The term “software as a service” or “SaaS” refers to a software licensing and delivery model in which software is licensed on a subscription basis and is centrally hosted. SaaS is also known as on-demand software, web-based software, or web-hosted software. SaaS is considered to be part of cloud computing, along with several other as a service business models. SaaS apps are typically accessed by users of a web browser (a thin client). SaaS became a common delivery model for many business applications, including office software, messaging software, development software, gamification, virtualization, etc. In aspects, the systems described herein are offered as SaaS.
The term “decompose” in computer science refers to the process of breaking down complex problems into smaller, more manageable parts. It is considered a fundamental problem-solving technique and one of the cornerstones of computer science. Different types of decomposition are defined in computer sciences. In structured programming, algorithmic decomposition breaks a process down into well-defined steps. Structured analysis breaks down a software system from the system context level to system functions and data entities. Object-oriented decomposition breaks a large system down into progressively smaller classes or objects that are responsible for part of the problem domain.
The term “corpus” refers to a collection of texts, such as medical records, used for research or analysis. It can also include medical histories, financial information, insurance information, etc.
The term “clustering data” refers to the process of partitioning a set of data objects into subsets. Each subset is a cluster, such that objects in a cluster are similar to one another, yet dissimilar to objects in other clusters. Accordingly, “clustered data” occurs when data points are not independent, but rather grouped into clusters or units, such as patients within hospitals, families within communities, or repeated measurements on the same individuals over time. Biomedical researchers often encounter clustered data, especially in fields like epidemiology and public health or in clinical trials. Analyzing clustered data properly is crucial to account for the non-independence of observations and obtain accurate and valid results. In aspects, the methods described herein utilize clustered data in, for example, constructing workflows.
The term “decomposition” or “factoring” in computer science refers to breaking a complex problem or system into parts that are easier to conceive, understand, program, and maintain. In aspects, the methods described herein utilize decomposition in, for example, constructing workflows.
As used herein, “additional biomedical information” refers to one or more evaluations of an individual that are associated with their health condition. Accordingly, “additional biomedical information” includes any of the following: physical descriptors of an individual, the height, weight and/or BMI of an individual, the gender of an individual, the ethnicity of an individual, family history, smoking history, occupational history, etc. Additional biomedical information can be obtained from an individual using routine techniques known in the art, such as from the individual themselves by use of a routine patient questionnaire or health history questionnaire, etc., or from a medical practitioner, etc. In aspects, the methods described herein utilize additional biomedical information in, for example, constructing workflows.
The term “prognosis” refers to the likely outcome or course of a disease and/or the chance of recovery or recurrence (e.g., a kidney disease). This is in contrast to a “diagnosis” which refers to identifying an ailment or disease, usually from examining a subject.
The term “health evaluation” or “health assessment” refers to a plan of care that identifies the specific needs of a person and how those needs will be addressed by the healthcare system or healthcare provider. Conventionally, a health assessment follows an evaluation of a subject's health status by performing a physical exam after taking a health history.

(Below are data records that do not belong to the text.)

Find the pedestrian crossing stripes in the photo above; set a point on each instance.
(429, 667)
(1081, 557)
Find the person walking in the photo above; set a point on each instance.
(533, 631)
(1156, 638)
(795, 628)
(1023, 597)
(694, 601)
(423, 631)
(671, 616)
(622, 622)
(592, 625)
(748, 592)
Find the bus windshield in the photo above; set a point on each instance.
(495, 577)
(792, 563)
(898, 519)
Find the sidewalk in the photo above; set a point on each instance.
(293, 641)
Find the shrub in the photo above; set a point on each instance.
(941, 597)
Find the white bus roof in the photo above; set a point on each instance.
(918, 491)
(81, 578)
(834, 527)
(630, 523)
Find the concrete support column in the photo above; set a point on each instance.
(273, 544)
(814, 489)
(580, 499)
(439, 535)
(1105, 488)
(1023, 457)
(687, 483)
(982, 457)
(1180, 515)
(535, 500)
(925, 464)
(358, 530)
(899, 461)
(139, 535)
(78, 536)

The term “workflow” refers to the sequence of industrial, administrative, or other processes through which a project passes from initiation to completion. Clinical workflow refers to a process involving a series of tasks performed by various people within and between work environments to deliver healthcare. Accomplishing each task may require actions by one person, between people, or across organizations—and can occur sequentially or simultaneously. Similarly, a medical workflow is a system that ensures patients are treated consistently and thoroughly. It includes a series of activities, such as check-ins, diagnostic tests, and treatments, that healthcare providers perform.

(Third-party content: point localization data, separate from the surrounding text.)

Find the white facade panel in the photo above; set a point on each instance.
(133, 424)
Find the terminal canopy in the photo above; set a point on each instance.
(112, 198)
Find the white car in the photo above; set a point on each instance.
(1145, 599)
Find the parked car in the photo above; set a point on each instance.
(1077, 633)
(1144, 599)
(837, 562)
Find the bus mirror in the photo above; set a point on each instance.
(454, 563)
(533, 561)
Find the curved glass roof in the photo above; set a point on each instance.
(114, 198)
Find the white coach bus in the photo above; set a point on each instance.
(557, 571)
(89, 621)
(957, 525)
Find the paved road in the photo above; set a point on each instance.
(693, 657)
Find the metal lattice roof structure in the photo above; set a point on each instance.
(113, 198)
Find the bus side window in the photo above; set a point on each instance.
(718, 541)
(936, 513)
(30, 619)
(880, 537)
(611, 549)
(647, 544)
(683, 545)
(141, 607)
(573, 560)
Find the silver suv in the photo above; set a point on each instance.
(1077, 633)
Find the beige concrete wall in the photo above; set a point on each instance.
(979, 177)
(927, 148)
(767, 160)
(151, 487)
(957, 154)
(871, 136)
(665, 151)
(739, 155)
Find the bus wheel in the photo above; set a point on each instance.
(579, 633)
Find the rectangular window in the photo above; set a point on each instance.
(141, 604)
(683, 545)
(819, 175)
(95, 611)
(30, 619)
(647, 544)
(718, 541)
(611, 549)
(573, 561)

The term “health information exchange workflow” or “HIE workflow” refers to the workflow associated with Health Information Exchange (i.e., the electronic sharing of healthcare-related information).
The term “confidence level” or “CL” refers generally to a statistical measure of the percentage of test results that can be expected to be within a specified range. For example, a Confidence Level of 95% means that the result of an action will probably meet expectations 95% of the time.
The term “structured data” refers to data that is organized information that follows a predefined format (e.g., fitting into rows and columns such as a database table). In contrast, “unstructured data” is raw, unorganized information that does not conform to a set structure (e.g., images, audio, and large text documents where extracting specific data is more complex). Essentially, structured data is easily searchable and analyzed with traditional methods, whereas unstructured data requires advanced techniques to extract meaningful insights.
The term “natural language processing” or “NLP” refers to a field of artificial intelligence that allows computers to understand, interpret, and manipulate human language, enabling them to process and generate text or speech in a way that mimics human communication. NLP can be used in various applications like chatbots, email filtering, search engines, machine translation, sentiment analysis, text summarization and virtual assistants.
The term “subject” or “patient” refers to any single animal, more preferably a mammal (including such non-human animals as, for example, dogs, cats, horses, rabbits, zoo animals, cows, pigs, sheep, and non-human primates) for which treatment is desired. Most preferably, the patient herein is a human.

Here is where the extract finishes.